Читаем У нас остается Россия полностью

Разумеется, задачи и выводы так называемой деревенской литературы во всей совокупности своей гораздо сложнее, и в нескольких словах их не объяснить. Уверен, что «деревенская проза» как она есть сейчас, в такой литературе, как российская с ее традиционной человечностью, болью и совестливостью, не могла в 70-х годах не появиться и не сказать свое скорбное слово. Пожалуй, не писатели создавали эту прозу, а литература, как процесс живой и чуткий, волей своей создавала писателей для этой прозы, необходимость и важность которой были предопределены течением, а в данном случае даже и не течением, а ускорением жизни. То, что вековой уклад деревни оказался полностью нарушенным и вместе с ним оказался нарушенным и ее моральный климат (а деревня издавна была хранительницей моральных устоев народа), не могло, разумеется, не отразиться в литературе, которая всегда очень верно улавливает подобные изменения. Это не противопоставление города деревне и не попытки сохранить старую, отжившую свое деревню, как слишком грубо и упрощенно толковала иной раз «деревенскую прозу» критика, - суть в другом: когда у города был столь надежный нравственный тыл, как деревня, легче было существовать и ему, городу. Писатели этого направления решали не сторонние и не какие-то узкие, областнические, а общечеловеческие проблемы, важные как для города, так и для деревни, как для пожилых людей, так и для молодых, - проблемы не надуманные, а способные давать объяснение многим социальным явлениям. Другими словами - «деревенская» литература оказалась способной точно находить нервные окончания на том огромном теле, который мы называем «народ».

* * *

Родину, как и родителей, не выбирают, она дается нам вместе с рождением и впитывается с детством. Для каждого из нас это центр Земли, независимо от того, большой ли это город или маленький поселок где-нибудь в тундре. С годами, становясь взрослей и обживая свою судьбу, мы присоединяем к этому центру все новые и новые края, можем сменить место жительства и переехать в провинцию; как ни парадоксально, «провинцией» в этом случае способен оказаться и большой город, но центр по-прежнему там, на нашей малой родине. Ее сменить нельзя.

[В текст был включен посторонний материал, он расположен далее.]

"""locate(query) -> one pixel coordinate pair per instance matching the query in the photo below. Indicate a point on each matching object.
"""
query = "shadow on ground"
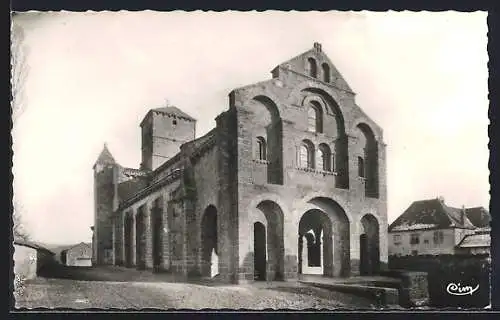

Малая родина дает нам гораздо больше, чем мы в состоянии осознать. Человеческие наши качества, вынесенные из детства и юности, надо делить пополам: половина от родителей и половина от взрастившей нас земли. Она способна исправить ошибки родительского воспитания. Первые и самые прочные представления о добре и зле, о красоте и уродстве мы выносим из нее и всю жизнь затем соотносим с этими изначальными образами и понятиями. Природа родного края отчеканивается в наших душах навеки. Я, например, когда я испытываю нечто вроде молитвы, то вижу себя на берегу старой Ангары, которой теперь нет, возле моей родной Аталанки, острова напротив и заходящее за другой берег солнце. Немало в жизни повидал я всяких красот, рукотворных и нерукотворных, но и умирать буду с этой картиной, дороже и ближе которой для меня ничего нет. Я верю, что и в моем писательском деле она сыграла не последнюю роль: когда-то в неотмеченную минуту вышел я к Ангаре и обомлел - и от вошедшей в меня красоты обомлел, а также от явившегося из нее сознательного и материального чувства родины. Художником человек становится лишь тогда, когда свои собственные чувства он соединяет с общим народным и природным чувствилищем, в которые я верю не меньше, чем в совесть и истину, и в которых они, быть может, и проживают.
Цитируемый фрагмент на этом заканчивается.